Que no tenga tiempo para dedicarle debido al trabajo, o que, entre el trabajo y mi hijo, el tiempo para mí, mis amigos y mis hobbies desaparezca. Que la infancia de mis hijos la disfruten cuidadores para que yo pueda ir a trabajar, o que deje mis proyectos laborales, que me llenan muchísimo, a un lado para criar a otra persona. Que mi pareja o yo debamos sacrificar el 95% de nuestra vida tal y como es ahora para poder satisfacer la necesidad de amor y afecto de un hijo, y se me eriza la piel del vértigo que me da. 

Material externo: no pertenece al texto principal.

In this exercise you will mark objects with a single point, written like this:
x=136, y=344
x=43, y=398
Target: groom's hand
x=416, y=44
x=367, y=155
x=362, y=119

Así lo veo yo, muy crudamente. Intento ser realista y verlo desde un punto vista frío, pero objetivo, algunos dirían que cruel, pero es que no estoy planteándome si lo que hago es comprar una silla o no comprarla. Es una persona, con toda la energía,  la atención, dinero, tiempo que se merece. Por ello, con esas condiciones, no quiero ser madre. No quiero mirar a mi hijo cansada porque ese día me habría apetecido no cuidarle y ahí estoy (y que eso pueda suceder durante mucho tiempo o muy a menudo), verme harta de poner lavadoras, de trabajar, de cocinar, de darme cuenta de que ni me peiné y que tenga que darme igual, o que no me acuerde de cómo era salir a dar un paseo con mi pareja en silencio, cosa que tanta paz me aporta. 

No quiero ser una madre egoísta que disfrute de ellos y las responsabilidades que agotan se las deje a otro por no saber si quiero lidiar con ello. Quiero y no quiero ser madre. Y he aprendido que eso es lo que pienso hoy, y que dejo una ventana pequeña abierta por si el día de mañana siento que todo lo que he comentado ya no me pesa tanto y me meto de cabeza en el jardín de la maternidad.